When I thanked my boss, he continued on to say that he’d already experienced successes in his own career. What brought him joy now was using his position to open doors for other people, getting to play a part in the story God was writing in their lives. What brought him joy was lifting others up.
As he spoke, I realised that in the time I’d had him as a boss these had proven to be much more than just words. Across my mind flashed time after time when he’d made himself about other people: creating opportunities, celebrating small victories, seeking out occasions to build people up.
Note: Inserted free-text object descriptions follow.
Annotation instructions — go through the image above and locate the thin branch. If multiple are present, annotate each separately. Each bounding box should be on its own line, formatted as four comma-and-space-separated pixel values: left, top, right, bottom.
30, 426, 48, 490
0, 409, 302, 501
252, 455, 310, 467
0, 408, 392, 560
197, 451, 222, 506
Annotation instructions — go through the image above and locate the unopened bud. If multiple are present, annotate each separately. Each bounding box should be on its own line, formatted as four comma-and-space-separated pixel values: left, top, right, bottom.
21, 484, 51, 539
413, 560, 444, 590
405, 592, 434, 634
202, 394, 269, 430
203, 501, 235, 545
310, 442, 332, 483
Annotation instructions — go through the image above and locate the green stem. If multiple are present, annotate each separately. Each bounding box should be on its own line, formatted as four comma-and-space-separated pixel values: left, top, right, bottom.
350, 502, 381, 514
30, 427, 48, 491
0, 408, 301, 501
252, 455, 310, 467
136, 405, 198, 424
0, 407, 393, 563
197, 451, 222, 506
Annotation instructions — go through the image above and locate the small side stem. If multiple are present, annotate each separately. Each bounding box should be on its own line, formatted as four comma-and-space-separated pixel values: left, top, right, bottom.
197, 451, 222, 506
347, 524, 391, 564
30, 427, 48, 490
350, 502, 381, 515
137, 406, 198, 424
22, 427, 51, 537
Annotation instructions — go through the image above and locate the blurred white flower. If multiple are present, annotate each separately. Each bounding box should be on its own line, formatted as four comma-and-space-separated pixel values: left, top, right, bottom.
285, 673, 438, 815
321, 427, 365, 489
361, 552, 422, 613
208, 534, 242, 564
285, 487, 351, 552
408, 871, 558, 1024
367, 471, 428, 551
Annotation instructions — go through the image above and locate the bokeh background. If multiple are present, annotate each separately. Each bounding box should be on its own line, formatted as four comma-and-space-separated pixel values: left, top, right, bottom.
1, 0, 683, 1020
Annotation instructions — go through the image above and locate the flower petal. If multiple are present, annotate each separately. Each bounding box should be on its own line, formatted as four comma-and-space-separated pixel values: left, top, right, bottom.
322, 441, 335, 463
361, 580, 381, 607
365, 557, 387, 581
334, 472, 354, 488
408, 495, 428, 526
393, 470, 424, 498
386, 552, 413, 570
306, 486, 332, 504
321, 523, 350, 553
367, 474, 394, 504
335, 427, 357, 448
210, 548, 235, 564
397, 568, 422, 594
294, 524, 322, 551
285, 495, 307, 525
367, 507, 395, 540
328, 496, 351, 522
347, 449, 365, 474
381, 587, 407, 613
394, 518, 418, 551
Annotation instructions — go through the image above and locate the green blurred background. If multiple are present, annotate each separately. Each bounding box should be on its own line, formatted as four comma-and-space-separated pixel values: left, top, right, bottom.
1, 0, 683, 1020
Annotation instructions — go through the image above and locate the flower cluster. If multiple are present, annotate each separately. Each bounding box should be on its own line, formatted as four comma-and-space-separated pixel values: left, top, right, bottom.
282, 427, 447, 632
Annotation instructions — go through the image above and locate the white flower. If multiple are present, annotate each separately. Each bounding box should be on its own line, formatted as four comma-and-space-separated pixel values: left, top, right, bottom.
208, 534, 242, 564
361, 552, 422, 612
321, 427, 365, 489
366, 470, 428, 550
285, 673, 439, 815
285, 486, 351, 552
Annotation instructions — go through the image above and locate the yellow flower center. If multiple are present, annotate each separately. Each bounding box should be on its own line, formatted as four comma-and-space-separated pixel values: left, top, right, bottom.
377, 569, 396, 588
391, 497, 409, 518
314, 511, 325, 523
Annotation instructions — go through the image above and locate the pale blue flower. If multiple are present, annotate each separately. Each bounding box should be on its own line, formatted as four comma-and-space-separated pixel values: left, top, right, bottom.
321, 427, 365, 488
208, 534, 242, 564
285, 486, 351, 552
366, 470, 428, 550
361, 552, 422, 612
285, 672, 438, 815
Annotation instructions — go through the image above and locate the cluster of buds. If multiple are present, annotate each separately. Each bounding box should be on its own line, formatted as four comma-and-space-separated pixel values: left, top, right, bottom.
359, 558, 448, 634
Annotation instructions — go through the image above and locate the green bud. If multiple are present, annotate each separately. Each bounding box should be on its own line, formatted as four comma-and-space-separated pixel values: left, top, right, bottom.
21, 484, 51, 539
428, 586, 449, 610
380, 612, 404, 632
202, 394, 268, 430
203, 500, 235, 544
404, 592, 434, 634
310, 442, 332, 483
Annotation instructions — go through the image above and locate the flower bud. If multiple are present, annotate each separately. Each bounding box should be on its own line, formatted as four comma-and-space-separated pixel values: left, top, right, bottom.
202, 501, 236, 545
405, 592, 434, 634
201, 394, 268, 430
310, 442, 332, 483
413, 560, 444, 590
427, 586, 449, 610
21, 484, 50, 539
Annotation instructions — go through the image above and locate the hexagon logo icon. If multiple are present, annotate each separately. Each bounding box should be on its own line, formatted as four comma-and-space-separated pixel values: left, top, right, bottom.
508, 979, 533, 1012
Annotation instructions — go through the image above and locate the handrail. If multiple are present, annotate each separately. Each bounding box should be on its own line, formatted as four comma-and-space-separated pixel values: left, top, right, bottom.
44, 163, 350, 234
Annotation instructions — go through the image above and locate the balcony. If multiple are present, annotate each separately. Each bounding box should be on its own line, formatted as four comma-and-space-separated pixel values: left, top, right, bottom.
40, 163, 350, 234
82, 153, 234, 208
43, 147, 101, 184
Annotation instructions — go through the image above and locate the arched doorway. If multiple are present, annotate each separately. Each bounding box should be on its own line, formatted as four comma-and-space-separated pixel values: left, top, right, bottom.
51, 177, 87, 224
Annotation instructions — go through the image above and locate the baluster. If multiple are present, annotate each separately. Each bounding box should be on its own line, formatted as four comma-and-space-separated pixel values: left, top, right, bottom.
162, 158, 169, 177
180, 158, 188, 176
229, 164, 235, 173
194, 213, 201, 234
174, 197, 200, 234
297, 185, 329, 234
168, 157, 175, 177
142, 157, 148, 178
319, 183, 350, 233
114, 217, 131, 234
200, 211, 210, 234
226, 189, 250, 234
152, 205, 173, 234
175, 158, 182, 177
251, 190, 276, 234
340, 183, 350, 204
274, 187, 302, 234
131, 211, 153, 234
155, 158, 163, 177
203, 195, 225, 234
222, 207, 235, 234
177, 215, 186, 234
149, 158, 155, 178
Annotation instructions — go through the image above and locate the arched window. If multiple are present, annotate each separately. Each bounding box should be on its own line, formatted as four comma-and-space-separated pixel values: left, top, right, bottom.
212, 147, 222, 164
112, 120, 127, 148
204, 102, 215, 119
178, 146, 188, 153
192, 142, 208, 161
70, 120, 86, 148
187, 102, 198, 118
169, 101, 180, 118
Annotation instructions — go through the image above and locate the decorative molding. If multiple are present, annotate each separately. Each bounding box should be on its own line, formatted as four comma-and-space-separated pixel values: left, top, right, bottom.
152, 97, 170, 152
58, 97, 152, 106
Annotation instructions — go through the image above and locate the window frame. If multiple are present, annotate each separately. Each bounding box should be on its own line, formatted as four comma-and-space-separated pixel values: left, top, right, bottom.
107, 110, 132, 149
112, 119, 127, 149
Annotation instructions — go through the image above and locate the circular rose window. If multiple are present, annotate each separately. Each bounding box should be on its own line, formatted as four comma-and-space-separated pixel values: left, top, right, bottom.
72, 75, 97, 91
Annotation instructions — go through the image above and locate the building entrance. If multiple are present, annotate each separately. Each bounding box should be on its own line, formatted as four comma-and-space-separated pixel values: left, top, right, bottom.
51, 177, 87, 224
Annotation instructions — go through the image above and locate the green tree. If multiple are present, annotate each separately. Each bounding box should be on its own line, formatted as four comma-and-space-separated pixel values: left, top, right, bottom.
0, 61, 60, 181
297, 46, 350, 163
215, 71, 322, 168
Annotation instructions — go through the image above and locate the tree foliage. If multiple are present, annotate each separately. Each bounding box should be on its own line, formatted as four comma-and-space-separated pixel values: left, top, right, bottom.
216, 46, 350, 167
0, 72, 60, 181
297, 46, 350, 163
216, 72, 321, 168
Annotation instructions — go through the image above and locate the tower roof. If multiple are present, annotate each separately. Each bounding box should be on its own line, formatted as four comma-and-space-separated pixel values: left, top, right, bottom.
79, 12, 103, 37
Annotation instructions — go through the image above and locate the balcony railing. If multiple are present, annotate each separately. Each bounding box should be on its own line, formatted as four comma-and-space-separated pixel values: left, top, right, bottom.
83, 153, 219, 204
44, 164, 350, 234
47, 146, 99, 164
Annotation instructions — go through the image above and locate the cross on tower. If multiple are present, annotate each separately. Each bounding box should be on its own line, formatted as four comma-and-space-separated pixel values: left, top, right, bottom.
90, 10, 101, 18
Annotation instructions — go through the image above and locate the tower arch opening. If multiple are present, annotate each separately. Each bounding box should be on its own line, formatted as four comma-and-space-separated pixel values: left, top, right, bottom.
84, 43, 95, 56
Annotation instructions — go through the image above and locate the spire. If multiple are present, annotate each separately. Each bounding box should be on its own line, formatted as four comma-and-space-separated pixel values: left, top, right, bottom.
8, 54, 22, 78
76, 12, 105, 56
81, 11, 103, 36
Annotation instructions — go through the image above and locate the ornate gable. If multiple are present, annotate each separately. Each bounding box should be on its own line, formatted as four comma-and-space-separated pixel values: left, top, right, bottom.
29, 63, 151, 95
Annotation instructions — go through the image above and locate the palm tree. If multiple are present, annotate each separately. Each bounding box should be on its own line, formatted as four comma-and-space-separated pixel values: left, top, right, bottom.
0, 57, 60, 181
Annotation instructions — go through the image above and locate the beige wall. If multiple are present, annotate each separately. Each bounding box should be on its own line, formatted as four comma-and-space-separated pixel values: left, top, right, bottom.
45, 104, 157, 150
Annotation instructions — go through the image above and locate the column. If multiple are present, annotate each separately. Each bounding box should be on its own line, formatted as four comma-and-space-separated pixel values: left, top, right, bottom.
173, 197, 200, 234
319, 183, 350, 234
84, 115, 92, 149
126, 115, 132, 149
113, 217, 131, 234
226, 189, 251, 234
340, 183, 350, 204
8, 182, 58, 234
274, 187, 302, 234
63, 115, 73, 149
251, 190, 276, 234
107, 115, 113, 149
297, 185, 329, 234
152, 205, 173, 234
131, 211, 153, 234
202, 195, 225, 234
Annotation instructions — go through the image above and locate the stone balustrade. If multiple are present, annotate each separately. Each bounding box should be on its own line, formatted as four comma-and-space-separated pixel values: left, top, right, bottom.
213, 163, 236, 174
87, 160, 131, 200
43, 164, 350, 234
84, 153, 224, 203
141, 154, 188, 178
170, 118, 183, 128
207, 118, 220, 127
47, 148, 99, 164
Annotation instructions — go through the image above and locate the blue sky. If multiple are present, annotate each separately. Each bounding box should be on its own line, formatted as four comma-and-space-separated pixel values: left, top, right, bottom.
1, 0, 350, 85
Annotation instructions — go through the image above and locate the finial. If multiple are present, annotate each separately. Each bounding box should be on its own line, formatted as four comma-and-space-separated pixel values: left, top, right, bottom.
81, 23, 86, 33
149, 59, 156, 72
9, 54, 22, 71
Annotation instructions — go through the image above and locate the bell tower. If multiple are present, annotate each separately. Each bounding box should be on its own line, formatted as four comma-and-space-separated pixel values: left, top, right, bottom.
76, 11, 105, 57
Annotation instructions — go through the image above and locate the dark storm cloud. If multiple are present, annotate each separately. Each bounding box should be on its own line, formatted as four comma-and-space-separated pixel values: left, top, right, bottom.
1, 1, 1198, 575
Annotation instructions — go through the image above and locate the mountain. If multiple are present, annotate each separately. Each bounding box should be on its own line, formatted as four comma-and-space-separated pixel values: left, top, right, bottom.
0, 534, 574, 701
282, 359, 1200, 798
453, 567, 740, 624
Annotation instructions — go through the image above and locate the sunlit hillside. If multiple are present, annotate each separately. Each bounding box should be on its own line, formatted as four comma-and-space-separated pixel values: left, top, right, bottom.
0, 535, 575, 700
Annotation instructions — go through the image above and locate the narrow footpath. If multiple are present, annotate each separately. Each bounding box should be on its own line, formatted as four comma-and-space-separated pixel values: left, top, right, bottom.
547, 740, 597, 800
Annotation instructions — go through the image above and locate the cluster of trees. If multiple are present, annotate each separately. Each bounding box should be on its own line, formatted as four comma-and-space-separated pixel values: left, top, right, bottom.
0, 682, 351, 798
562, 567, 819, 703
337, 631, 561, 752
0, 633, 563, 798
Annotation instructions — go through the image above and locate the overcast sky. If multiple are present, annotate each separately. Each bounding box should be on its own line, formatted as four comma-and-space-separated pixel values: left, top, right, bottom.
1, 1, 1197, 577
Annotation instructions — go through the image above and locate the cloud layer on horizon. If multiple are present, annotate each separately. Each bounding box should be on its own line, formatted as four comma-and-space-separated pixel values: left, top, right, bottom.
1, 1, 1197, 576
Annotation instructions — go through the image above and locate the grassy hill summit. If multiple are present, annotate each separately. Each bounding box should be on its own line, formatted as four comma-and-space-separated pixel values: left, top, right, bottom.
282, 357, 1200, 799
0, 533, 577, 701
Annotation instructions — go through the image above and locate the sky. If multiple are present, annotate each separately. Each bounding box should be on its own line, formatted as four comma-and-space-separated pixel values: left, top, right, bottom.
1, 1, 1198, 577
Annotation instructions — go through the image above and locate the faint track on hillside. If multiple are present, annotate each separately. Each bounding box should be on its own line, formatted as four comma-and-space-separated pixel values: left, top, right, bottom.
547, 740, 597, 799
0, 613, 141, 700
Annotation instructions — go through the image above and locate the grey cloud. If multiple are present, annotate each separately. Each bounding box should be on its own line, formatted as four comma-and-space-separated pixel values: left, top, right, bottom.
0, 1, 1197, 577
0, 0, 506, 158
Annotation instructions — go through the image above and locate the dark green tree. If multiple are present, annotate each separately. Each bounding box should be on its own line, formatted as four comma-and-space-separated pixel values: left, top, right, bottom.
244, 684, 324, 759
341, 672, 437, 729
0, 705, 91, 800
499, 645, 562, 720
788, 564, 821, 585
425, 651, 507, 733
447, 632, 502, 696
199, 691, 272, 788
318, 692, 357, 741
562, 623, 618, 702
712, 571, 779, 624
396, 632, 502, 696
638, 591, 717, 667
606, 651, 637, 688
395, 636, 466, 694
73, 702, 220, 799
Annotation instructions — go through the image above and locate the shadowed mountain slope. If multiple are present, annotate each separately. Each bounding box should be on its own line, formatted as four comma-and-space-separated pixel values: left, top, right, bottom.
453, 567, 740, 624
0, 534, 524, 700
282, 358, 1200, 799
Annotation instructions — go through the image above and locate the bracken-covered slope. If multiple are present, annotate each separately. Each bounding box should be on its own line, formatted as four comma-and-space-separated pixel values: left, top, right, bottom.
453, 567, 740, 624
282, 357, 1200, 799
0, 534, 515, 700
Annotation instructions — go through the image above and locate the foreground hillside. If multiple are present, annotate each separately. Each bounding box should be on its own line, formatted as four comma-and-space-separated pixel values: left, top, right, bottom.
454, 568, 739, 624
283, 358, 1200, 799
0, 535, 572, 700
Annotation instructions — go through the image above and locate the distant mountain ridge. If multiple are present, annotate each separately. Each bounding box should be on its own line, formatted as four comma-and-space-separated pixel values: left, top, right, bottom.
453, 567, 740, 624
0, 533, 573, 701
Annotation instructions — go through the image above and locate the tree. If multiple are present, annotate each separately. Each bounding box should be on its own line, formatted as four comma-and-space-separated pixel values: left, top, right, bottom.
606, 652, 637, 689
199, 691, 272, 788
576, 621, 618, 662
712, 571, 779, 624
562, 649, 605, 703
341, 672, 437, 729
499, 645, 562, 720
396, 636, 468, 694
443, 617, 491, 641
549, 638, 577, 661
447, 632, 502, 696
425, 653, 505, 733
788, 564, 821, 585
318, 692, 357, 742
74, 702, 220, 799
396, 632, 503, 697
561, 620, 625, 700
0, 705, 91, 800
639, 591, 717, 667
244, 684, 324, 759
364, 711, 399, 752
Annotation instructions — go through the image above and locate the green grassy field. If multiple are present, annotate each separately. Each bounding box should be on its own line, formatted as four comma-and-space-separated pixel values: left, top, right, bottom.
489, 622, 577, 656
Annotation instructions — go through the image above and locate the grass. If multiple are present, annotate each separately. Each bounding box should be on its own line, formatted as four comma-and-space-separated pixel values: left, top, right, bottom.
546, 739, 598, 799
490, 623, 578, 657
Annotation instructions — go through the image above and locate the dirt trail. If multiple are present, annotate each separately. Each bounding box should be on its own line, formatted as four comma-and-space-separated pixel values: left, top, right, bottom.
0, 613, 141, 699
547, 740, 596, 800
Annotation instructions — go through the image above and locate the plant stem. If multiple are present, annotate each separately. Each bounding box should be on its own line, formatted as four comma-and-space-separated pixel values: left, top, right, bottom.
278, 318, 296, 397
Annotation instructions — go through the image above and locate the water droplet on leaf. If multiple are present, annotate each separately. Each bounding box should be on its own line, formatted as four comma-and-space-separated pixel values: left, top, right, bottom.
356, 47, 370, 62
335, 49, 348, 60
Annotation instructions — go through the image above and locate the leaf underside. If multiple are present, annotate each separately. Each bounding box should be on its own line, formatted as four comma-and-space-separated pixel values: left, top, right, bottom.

It suddenly dawned on me that the team environment I’d so been enjoying didn’t happen by accident.
People grow where they’re accepted and appreciated, and they excel when others believe in their abilities and challenge them to be better.
The environment was a direct result of his leadership.
I’d heard before that a leader is someone who lifts up others to their full potential and I decided in that moment it was true and that regardless of my title or position, that’s the kind of person I wanted to be.
It’s easy to become so focused on proving our own worth that we miss the joy of building up others in theirs. Worse yet, it's easy to fall prey to the mentality of scarcity. The one that tells us if another person is beautiful or funny or smart or talented, then we can’t be, so we do everything we can to keep from acknowledging those qualities in other people. We become tight-fisted with our compliments, with our words that hold so much life-giving power should we only choose to give them freely. We’re convinced that if we lift up the greatness of others, there won’t be enough left for us. And it’s usually whatever quality we most identify personally that we’re most reluctant to acknowledge in others.
But this isn’t Walmart on Black Friday with a limited number of flat screen TV’s. It’s not one of those “if you get it, I don’t” scenarios. There’s enough to go around.
Scarcity simply isn’t true with an infinite God, and only when we know that we’re enough in Him are we freed to give freely to others, to lift them up.
I know how much it means to me when someone sends an encouraging message about my blog or speaks words of life over the person I’m becoming, so why wouldn’t I want to give that same gift to others?
The lies of scarcity tell us that if we lift others up, there won’t be enough for us. The truth is when we lift others up, our own freedom and joy is multiplied.
It’s easy to think in our minds that a certain person is really kind or encouraging or intelligent. And then assume it’s common knowledge and because we recognize that quality, the person must too. But who’s to say they aren’t starved to hear the very truth we’re thinking, but haven’t vocalized? We have an opportunity to speak life every day.
I’ve found that Pinterest is good for more than just wedding-sparkler-tunnel inspiration (though I’ve pinned my fair share of those). My most robust board is a board of quotes and one of my favorites reads:
A candle loses nothing by lighting another candle. - James Keller.
I don’t ever want to become so focused on my own sparkler that along the way, I overlook my capacity to light someone else’s. I want to emulate my boss’s example of finding joy in lifting others up.
In what ways— big or small— can we do just that this week?